I'm trying to create a materialized view (MV) in RisingWave which depends on two other views, but I keep encountering a timeout error with the following message from the metadata server:
thread 'risingwave-main' panicked at src/meta/src/barrier/mod.rs:303:17:
duplicated table in concurrent checkpoint
This happens after the first attempt times out. The MV I'm trying to create is as follows:
CREATE MATERIALIZED VIEW port_snapshot AS
SELECT
timestamp, nd.source, nd.iface, up
FROM
net_device_ifaces AS nd
RIGHT JOIN
port_history AS ph ON
nd.source = ph.source AND
nd.iface = ph.iface
WHERE
timestamp > NOW() - INTERVAL '15 days'
AND
timestamp = (
SELECT
MAX(timestamp)
FROM
port_history
WHERE
source = nd.source AND
iface = nd.iface
)
GROUP BY timestamp, source, iface, up;
The row count for port_snapshot
in that time period is approximately 2.8 million. Both input views are materialized views. The metadata server has 2 cores and 2 GB of RAM. I'm deploying using Kubernetes (k8s) with etcd, and using the RisingWave operator; deployed a 1.5.0
cluster. The job stalls at around 3.45% and eventually fails with an error indicating that the metadata server crashed and restarted. I've also noticed warnings about using an in-memory remote object store for Meta Backup, which is not recommended for a production environment. I'm currently using Google Cloud Storage (GCS) as the backing store for hummock.

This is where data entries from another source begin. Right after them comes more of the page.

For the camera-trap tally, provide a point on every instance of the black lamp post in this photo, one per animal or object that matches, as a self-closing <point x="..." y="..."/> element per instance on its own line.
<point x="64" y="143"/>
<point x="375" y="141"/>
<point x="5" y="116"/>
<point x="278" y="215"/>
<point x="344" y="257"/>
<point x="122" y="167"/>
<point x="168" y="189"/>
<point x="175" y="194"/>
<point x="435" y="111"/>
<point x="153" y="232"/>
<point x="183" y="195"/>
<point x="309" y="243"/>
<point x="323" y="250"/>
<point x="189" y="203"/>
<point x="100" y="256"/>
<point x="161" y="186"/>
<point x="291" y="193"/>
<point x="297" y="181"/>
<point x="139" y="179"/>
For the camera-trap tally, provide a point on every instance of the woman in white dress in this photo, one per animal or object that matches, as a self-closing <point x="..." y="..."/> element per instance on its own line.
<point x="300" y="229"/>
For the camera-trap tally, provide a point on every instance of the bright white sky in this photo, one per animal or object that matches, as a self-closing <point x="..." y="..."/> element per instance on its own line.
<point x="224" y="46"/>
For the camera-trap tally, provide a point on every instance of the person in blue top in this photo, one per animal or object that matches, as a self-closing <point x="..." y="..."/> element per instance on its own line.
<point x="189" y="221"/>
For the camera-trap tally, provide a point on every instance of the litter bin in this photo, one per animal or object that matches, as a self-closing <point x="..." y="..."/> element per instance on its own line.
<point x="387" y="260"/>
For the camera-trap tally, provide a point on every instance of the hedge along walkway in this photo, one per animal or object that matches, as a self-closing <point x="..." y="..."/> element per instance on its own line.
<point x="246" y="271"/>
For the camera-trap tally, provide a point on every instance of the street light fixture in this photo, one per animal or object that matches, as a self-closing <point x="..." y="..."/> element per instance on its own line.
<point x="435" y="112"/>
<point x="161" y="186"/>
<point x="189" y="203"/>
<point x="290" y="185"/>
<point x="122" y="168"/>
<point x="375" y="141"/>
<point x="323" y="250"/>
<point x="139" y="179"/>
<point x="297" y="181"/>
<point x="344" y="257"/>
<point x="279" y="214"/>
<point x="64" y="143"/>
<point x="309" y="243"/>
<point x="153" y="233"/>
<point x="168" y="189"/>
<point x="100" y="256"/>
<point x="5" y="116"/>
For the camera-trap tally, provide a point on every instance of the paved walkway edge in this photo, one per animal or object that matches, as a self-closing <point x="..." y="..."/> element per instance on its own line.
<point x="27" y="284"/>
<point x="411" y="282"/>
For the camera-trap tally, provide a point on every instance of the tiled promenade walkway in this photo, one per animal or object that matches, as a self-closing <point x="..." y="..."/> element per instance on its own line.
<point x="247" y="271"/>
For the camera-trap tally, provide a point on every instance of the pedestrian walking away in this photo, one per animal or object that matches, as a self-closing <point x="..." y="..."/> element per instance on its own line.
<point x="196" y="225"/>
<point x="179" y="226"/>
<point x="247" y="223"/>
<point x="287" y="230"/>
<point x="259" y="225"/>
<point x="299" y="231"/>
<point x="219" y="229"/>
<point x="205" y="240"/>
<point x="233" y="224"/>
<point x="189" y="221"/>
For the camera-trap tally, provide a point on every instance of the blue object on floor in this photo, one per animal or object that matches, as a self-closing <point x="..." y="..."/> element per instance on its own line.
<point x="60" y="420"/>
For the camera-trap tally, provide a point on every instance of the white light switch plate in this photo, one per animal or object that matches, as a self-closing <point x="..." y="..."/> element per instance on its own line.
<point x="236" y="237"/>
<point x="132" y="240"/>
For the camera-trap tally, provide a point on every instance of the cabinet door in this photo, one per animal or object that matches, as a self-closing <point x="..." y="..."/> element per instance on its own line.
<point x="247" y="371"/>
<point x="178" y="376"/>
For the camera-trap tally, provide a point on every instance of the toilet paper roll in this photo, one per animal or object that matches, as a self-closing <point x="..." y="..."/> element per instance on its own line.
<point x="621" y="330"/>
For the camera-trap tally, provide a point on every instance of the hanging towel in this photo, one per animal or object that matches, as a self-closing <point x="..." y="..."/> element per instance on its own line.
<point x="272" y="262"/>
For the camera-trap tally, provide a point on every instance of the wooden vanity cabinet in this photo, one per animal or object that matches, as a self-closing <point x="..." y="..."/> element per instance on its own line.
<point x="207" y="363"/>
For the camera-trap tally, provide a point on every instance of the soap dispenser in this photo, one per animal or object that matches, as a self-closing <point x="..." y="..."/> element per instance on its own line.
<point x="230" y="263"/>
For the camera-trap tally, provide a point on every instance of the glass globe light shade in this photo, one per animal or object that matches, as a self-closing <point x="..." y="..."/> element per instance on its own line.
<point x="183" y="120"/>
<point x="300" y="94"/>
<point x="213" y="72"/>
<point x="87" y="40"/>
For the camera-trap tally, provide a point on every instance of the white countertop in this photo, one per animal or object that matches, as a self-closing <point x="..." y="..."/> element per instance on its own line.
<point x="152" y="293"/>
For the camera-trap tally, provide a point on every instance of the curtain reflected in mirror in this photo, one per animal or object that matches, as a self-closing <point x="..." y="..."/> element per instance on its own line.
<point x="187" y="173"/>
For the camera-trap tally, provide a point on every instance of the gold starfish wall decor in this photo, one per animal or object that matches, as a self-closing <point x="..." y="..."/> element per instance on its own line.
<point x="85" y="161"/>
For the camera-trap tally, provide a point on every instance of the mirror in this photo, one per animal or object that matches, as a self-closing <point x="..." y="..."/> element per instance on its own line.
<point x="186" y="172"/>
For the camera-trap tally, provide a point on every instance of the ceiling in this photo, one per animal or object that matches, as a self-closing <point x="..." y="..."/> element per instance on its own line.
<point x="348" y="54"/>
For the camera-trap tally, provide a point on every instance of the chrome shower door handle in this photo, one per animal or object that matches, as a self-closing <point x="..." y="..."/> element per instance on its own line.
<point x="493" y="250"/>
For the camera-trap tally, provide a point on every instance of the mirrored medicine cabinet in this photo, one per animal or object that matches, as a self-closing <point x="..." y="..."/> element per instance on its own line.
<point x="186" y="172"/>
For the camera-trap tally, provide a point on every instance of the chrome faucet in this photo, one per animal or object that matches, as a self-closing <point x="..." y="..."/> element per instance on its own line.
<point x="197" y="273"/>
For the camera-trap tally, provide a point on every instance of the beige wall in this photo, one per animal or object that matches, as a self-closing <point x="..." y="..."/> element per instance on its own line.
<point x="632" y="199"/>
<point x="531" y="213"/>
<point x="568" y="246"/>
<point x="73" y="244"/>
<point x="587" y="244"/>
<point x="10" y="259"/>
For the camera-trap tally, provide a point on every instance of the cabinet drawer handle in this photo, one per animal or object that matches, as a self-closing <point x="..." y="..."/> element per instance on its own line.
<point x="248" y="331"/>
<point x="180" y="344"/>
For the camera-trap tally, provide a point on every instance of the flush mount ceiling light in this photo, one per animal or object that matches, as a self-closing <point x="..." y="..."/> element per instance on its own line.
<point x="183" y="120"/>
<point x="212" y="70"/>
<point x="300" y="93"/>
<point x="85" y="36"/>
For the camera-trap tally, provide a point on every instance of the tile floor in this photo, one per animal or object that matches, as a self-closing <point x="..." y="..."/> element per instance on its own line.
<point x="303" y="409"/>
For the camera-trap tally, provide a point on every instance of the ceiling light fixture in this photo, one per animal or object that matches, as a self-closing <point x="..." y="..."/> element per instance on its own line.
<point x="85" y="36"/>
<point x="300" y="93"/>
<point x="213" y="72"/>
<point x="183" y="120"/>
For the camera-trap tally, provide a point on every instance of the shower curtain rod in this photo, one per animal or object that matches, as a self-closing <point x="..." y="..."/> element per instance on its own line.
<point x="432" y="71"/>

What could be causing this timeout issue, and how can I resolve it to successfully create the materialized view?
Josh Toft
Asked on Dec 21, 2023
It seems that the root cause of the issue is related to GCS read operations taking an excessive amount of time, leading to a halt in handling barriers. To mitigate this issue, you can lower the streaming read timeout in the RisingWave configuration to avoid the problem from recurring. Specifically, you can set the object_store_streaming_read_timeout_ms
to a lower value, such as 60000
milliseconds. This workaround should help until the issue is fixed in a future release, such as version 1.6. Additionally, ensure that your backup_storage_url
and backup_storage_directory
are correctly configured in the risingwave.toml
file or through the ALTER SYSTEM SET
command.
Here's an example of how to set the streaming read timeout:
[storage.object_store]
object_store_streaming_read_timeout_ms = 60000
And for setting the backup_storage_url
:
ALTER SYSTEM SET backup_storage_url TO "gcs://your-bucket-name/your-subdirectory";